What if… the world actually cooperated to detect and patch zero-day vulnerabilities – and made us all safer in the process?
Saving the World One Zero-day Vulnerability at a Time
2019 and 2020 were bruising years – damaging and destabilising cyberattacks, many exploiting zero-day vulnerabilities, became the norm. Despite endless multilateral meetings designed to build confidence, states were no closer to agreeing to norms of behaviour regarding the reporting, stockpiling or use of zero-day flaws. For all the talk, the result was simply a vicious circle: mistrust, leading to more finger pointing; bad outcomes for end users, leading to increased mistrust; and so on.

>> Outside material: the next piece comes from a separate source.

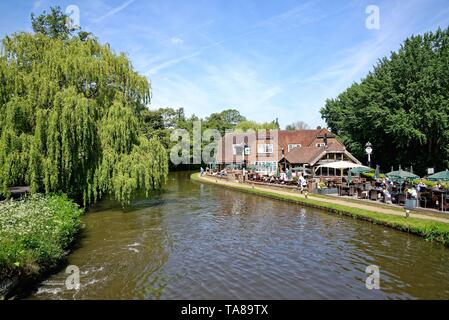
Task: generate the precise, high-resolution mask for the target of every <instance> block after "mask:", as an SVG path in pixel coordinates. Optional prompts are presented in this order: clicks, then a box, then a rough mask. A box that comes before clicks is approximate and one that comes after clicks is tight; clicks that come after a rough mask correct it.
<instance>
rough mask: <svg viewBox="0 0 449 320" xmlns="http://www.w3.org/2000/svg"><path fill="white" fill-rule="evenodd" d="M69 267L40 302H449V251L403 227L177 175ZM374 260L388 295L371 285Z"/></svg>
mask: <svg viewBox="0 0 449 320" xmlns="http://www.w3.org/2000/svg"><path fill="white" fill-rule="evenodd" d="M84 222H85V225H86V228H85V232H84V237H83V238H82V239H81V241H80V248H78V249H77V250H76V251H75V252H74V253H73V254H71V255H70V257H69V261H68V264H70V265H77V266H78V267H79V268H80V270H81V289H80V290H79V291H68V290H66V289H65V285H64V284H65V279H66V277H67V275H66V274H65V273H64V270H63V271H61V272H60V273H59V274H56V275H54V276H52V277H50V278H49V279H48V280H47V281H45V282H43V283H42V284H41V285H40V286H39V289H38V290H37V291H36V293H35V294H34V295H32V297H31V298H32V299H315V298H318V299H319V298H325V299H347V298H349V299H360V298H369V299H385V298H401V299H408V298H445V299H447V298H449V275H448V272H447V270H449V249H447V248H445V247H444V246H442V245H439V244H432V243H428V242H426V241H424V240H422V239H421V238H418V237H415V236H411V235H407V234H405V233H401V232H398V231H395V230H392V229H388V228H384V227H381V226H376V225H371V224H369V223H366V222H363V221H358V220H353V219H350V218H346V217H339V216H332V215H329V214H327V213H324V212H321V211H318V210H315V209H309V208H303V207H301V206H298V205H294V204H290V203H284V202H280V201H275V200H269V199H266V198H261V197H257V196H254V195H249V194H245V193H239V192H235V191H232V190H227V189H222V188H220V187H217V186H213V185H202V184H199V183H193V182H191V181H190V179H189V174H188V173H173V174H171V175H170V179H169V183H168V184H167V186H166V190H165V192H163V193H161V194H159V195H156V196H154V197H153V198H151V199H144V200H140V201H136V202H135V204H134V206H133V209H132V210H130V211H128V212H123V211H122V210H121V209H120V207H119V206H117V205H115V204H113V203H110V202H106V201H105V202H102V203H101V204H99V205H98V206H97V207H96V208H94V209H93V210H92V211H91V212H90V213H89V214H88V215H86V217H85V218H84ZM369 265H378V266H379V267H380V272H381V279H380V285H381V290H378V291H376V290H374V291H372V290H368V289H366V287H365V280H366V278H367V276H368V274H366V273H365V269H366V267H367V266H369Z"/></svg>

The key to de-escalation came from an unlikely quarter. In February 2021, an unidentified group created a highly-distributed mesh of cryptographically-secured repositories, collectively called BlackBox. They uploaded hundreds of .txt files describing zero-day vulnerabilities. They emailed the CTOs or CIOs of the software and hardware companies concerned – with credentials to access one specific vulnerability – as an indication of BlackBox's credibility. The only catch: each company would only get more information as it demonstrated further action in good faith. Disclose your tally of known, unfixed flaws, and you'd get the tally of how many BlackBox had; publish one patch, and you'd get a key to the next one; upload one of your own unfixed flaws, and you'd get a two-for-one deal; and so on. BlackBox's rationale was that bug bounties alone had never been enough to make the ecosystem healthier as a whole.

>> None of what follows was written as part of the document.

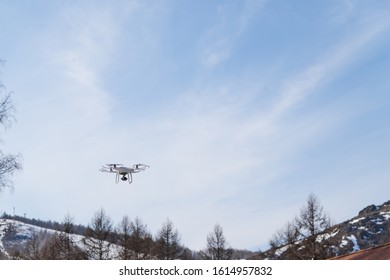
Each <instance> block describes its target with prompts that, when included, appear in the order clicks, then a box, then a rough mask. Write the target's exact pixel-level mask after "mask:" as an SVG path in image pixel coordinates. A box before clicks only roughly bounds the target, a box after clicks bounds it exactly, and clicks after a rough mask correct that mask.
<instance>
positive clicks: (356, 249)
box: [347, 234, 360, 252]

At first, few responded, presuming either a phishing scam or a precursor to blackmail. But no ransom demand arrived and slowly, incrementally, back channels between researchers who’d done graduate work together built trust in the bona fides of the operation. Word also spread through the tight-knit state-security community, who saw – among the published fixes and patches – both zero-days that they had thought only they knew about, and zero-days they hadn't even found themselves. Soon, those in the loop, including major global businesses and state agencies, weren’t just pulling down information about their own vulnerabilities, but offering up information as well.

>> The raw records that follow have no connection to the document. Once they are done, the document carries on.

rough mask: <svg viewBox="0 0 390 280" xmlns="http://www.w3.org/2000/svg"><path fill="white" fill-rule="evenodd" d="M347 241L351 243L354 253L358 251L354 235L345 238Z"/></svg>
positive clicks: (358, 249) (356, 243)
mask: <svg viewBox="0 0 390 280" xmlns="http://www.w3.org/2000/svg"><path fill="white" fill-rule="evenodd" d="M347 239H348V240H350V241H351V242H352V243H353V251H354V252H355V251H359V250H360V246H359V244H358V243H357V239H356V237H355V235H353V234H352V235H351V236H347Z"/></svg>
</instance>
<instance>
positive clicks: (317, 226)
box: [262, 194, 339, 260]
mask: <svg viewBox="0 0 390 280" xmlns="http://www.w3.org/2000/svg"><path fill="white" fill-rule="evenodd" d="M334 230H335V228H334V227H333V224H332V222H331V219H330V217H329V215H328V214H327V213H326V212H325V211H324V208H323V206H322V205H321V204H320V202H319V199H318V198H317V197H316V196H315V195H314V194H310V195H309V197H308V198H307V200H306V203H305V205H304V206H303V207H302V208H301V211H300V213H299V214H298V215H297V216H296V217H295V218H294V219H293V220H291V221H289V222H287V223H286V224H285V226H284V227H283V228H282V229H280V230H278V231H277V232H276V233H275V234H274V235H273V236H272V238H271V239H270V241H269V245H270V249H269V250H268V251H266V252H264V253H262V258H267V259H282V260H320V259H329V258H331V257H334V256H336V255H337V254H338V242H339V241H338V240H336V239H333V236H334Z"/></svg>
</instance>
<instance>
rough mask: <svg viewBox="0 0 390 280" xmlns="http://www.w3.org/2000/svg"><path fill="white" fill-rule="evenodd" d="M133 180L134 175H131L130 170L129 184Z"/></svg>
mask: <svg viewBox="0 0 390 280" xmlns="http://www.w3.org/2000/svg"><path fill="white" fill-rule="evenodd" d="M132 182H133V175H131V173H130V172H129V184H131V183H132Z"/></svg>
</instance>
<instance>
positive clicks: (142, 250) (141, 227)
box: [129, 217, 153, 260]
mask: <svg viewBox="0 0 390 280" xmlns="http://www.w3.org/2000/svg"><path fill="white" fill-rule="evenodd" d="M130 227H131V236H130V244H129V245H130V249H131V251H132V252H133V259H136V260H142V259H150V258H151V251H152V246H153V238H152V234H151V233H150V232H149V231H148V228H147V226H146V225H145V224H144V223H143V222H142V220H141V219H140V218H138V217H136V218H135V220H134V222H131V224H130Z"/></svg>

Academics saw that if they reported zero-days to BlackBox the resulting fixes came out faster, giving them a quick and safe route to publication of their work. Within a year, a number of governments relaxed their policies on prosecution of hacking for research, on the understanding BlackBox would be used as a “clearing house”. The BlackBox group responded by layering a cryptocurrency onto their mesh architecture, as a bounty mechanism for third-party contributions and a “proof of first report”. Within two years the world had benefited from fewer breaches and a 70% drop in cyberattacks.
This story shows us how the Internet might evolve. But the path we take is up to us.